When we were growing up, whiteness was THE thing to be a part of. Now, in this day and age, being a person of color is the ‘cool thing’. And people don't want to be associated with whiteness. When I was abroad, I didn't necessarily want to be associated with America under Donald Trump. This kind of goes back to what I was saying originally: how do we claim our identity for ourselves based on what we feel is actually true?
What was it like growing up in an immigrant home and constructing a multi-layered identity?
When I was a kid, I definitely wanted to lean more towards Americanness. I was sometimes embarrassed by bringing certain foods to school, the way they would smell, even though a lot of people loved the sushi that my mom would pack for me. I feel like I judged my parents a lot because I was seeing them through American eyes. I understood American culture so much more than my parents did, because I grew up in it. And so sometimes, I feel I would judge them without valuing where they came from, and the wisdom they had from their own cultures. Thankfully, that’s changed a lot as I've gotten older.
I do consider myself American though. I guess what that means is, America is the space for me to continually figure out how to shape my identity. My dad considers himself Iranian, but after living here for decades, he's really proud to say that he's an American. He would never want to move back to Iran. He has a positive perspective on the U.S., which is in contrast to younger generations that are highly critical of the U.S.
My mom was always really attached to her homeland and never really acclimated to the U.S. And I understand why, now, after having gone back to Japan and seeing this complete, stark difference. My mom, I think, never quite let go of her roots, whereas my dad really acclimated. I feel grateful for the opportunities that we have, especially with regard to starting a business. When I compare my experience to what starting a business would be like in Japan or Iran, it would be close to impossible. But I also, of course, am aware of the need to continue to practice and embrace our cultures. So I guess for me, being American is continuing to actively engage in pushing all cultures.
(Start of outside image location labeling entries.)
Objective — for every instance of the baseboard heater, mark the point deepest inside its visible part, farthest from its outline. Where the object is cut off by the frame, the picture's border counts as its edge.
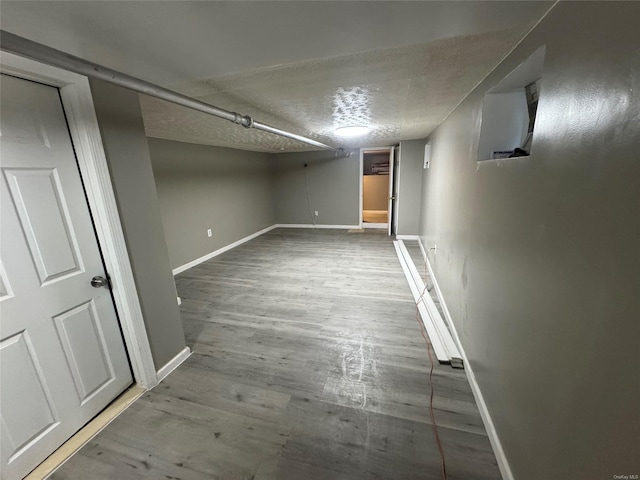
(441, 340)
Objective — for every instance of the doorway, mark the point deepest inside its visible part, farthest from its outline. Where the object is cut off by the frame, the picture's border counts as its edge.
(54, 183)
(377, 188)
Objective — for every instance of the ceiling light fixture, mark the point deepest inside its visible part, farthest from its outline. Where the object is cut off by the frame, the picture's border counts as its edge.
(352, 131)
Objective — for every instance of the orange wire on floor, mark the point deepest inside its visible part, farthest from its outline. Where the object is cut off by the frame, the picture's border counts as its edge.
(431, 413)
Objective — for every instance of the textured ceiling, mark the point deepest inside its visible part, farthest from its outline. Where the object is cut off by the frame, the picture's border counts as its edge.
(401, 93)
(303, 66)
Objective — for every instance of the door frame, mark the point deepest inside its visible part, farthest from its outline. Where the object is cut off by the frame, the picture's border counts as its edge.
(77, 103)
(388, 150)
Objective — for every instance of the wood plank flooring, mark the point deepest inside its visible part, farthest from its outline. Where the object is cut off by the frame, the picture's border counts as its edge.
(308, 364)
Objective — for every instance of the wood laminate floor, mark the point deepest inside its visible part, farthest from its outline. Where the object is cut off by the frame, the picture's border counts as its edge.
(308, 364)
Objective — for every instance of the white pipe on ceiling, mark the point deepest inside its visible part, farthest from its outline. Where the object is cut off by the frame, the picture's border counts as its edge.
(36, 51)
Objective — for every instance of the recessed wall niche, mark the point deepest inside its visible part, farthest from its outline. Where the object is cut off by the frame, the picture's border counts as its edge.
(509, 112)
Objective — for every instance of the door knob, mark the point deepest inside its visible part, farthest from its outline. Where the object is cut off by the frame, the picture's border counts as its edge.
(98, 281)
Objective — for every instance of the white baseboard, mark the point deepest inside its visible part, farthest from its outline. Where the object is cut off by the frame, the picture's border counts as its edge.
(503, 463)
(311, 225)
(215, 253)
(174, 363)
(375, 225)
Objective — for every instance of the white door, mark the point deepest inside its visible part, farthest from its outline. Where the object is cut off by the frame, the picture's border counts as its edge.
(391, 191)
(62, 357)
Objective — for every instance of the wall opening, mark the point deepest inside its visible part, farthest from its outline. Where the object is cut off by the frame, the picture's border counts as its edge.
(509, 112)
(375, 188)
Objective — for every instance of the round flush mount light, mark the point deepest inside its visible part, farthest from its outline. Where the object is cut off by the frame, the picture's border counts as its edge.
(352, 131)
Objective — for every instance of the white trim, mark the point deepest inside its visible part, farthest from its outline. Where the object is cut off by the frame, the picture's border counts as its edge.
(174, 363)
(494, 439)
(414, 238)
(310, 225)
(85, 133)
(384, 226)
(361, 189)
(438, 347)
(390, 150)
(396, 179)
(220, 251)
(444, 336)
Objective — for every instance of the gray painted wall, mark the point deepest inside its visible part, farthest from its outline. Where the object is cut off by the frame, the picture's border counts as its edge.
(202, 187)
(122, 130)
(538, 257)
(409, 172)
(333, 182)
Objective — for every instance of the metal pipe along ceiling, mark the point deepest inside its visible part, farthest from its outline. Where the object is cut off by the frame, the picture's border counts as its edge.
(42, 53)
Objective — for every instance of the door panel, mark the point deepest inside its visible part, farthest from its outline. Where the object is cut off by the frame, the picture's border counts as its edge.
(62, 357)
(85, 349)
(44, 219)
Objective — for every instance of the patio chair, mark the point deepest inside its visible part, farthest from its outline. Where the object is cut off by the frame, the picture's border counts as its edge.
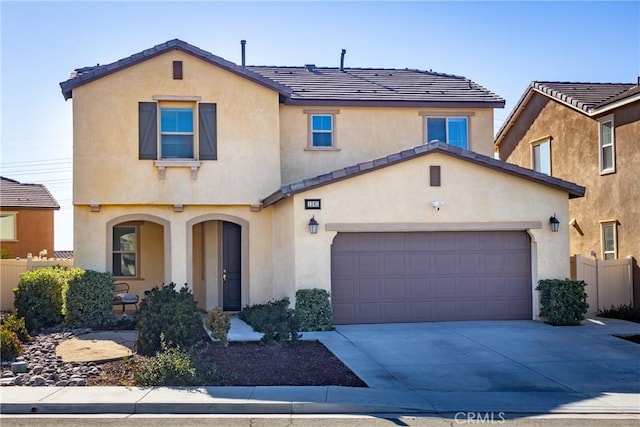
(122, 295)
What is your vision for the future?
The vision for the future is to be the go-to print wear brand, let’s say in the U.S. When you want to wear a statement piece, something highly printed, a vibrant piece of clothing, I want you to think of Mixed. We are coming out with the first apparel collection in the summer of 2021. It’s in the works now - we have several different pieces with multiple color ways or print ways, and really the goal is to go deeper into apparel and clothing, step by step.